The hydra is a mythical Greek serpent that controls the entrance to the underworld. In the consequential world of access to data lakes, sensitive control points and site security, the hydra is a powerful metaphor. Data security in transmission and data management for multi-user, multi-device environments requires a fluid perspective.
When you scale an IoT deployment every device is spitting out time-series data, telemetry, logs, and control signals, often (but, not always) to a single backend. The challenge isn’t just securing a firehose of data, but ensuring each user gets what they should. At the transmission layer, the primary issue is man-in-the-middle (MITM) attacks and data integrity. It is a tricky balancing act in software, but in real world complex environments with significant consequences, it becomes a dangerous dance.

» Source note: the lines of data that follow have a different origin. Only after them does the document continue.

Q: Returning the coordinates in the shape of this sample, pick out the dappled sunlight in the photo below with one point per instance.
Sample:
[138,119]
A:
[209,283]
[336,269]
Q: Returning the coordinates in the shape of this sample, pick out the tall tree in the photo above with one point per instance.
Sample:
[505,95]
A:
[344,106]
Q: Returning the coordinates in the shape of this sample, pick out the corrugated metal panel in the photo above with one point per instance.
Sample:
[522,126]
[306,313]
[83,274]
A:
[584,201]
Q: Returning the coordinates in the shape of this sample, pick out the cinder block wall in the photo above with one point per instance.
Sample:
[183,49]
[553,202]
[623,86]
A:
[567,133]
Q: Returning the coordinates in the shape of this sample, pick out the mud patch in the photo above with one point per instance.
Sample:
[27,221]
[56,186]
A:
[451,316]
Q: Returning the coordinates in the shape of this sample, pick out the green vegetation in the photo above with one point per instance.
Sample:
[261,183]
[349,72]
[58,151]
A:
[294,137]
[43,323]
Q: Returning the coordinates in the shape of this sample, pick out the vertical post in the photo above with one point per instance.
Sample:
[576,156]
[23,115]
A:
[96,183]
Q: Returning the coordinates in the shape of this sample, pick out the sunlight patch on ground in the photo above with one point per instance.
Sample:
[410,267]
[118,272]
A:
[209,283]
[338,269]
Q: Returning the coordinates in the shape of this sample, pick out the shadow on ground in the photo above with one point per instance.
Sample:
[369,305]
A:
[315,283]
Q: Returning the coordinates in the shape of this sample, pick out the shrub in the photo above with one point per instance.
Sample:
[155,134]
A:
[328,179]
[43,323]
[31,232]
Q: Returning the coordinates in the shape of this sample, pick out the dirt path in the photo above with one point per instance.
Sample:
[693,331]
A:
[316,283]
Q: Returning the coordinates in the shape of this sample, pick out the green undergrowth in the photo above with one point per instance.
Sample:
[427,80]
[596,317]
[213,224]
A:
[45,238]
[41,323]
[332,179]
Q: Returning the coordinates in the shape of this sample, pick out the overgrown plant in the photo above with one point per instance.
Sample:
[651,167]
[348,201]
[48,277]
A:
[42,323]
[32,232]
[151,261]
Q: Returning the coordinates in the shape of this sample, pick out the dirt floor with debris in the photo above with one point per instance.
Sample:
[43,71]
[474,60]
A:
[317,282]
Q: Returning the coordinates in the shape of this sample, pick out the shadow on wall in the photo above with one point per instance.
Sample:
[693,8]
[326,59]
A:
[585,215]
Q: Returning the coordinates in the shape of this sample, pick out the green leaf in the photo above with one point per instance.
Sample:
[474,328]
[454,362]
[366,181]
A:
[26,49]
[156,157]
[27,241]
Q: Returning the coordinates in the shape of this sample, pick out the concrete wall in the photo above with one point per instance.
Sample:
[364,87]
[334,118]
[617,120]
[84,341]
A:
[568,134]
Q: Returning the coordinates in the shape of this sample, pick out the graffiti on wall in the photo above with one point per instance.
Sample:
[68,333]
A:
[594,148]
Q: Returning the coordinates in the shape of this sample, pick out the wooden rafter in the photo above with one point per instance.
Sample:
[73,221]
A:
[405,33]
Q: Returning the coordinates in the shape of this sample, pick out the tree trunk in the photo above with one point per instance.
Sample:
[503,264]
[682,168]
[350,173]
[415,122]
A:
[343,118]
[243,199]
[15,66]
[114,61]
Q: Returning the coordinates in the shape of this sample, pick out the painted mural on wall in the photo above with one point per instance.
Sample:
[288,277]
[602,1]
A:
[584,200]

In this post we will stay away from technical jargon and focus on practicalities. Sending all data to the cloud isn’t practical at scale. Edge computing helps by processing (and encrypting) data locally. Zero trust is something you have seen, but not given too much attention to. It is why your Gmail asks you to verify across devices, why many companies ask for two, and and are pitching three, factor identification. The core principle assumes every device, user, and connection is potentially compromised, until verified in real-time. There is a cost/benefit analysis in the friction this causes which pits usability directly against security (entropy).
The same philosophy extends across machine to machine communication into behavior based access controls (BBAC). BBAC contrasts to role based access controls (RBAC) or activity based (ABAC) which are static access pass based on “role” or “activity” type. You have probably already seen this on social channels, when certain topics or behaviors are flagged automatically and access is removed in real-time. It would not be possible for human moderators to scan an entire network in this way.
Google’s own internal systems use Zero Trust principles—no employee or device is automatically trusted, even if they’re inside Google’s network. Every request is verified dynamically. In a twist of fate, lessons learned from human interaction are guiding communication between machines too. CAPTCHA for machines.
Within large international organizations that deal with massive qualities of data, the core principles are very similar to a large scale IoT deployments, which deal with massive amounts of data in real-time, segmented to multiple use cases. Strategic thinking and a focus on multiple points of attack meant that Hercules (strength), a great hero, needed the assistance of his charioteer (mobility) to defeat a mighty hydra.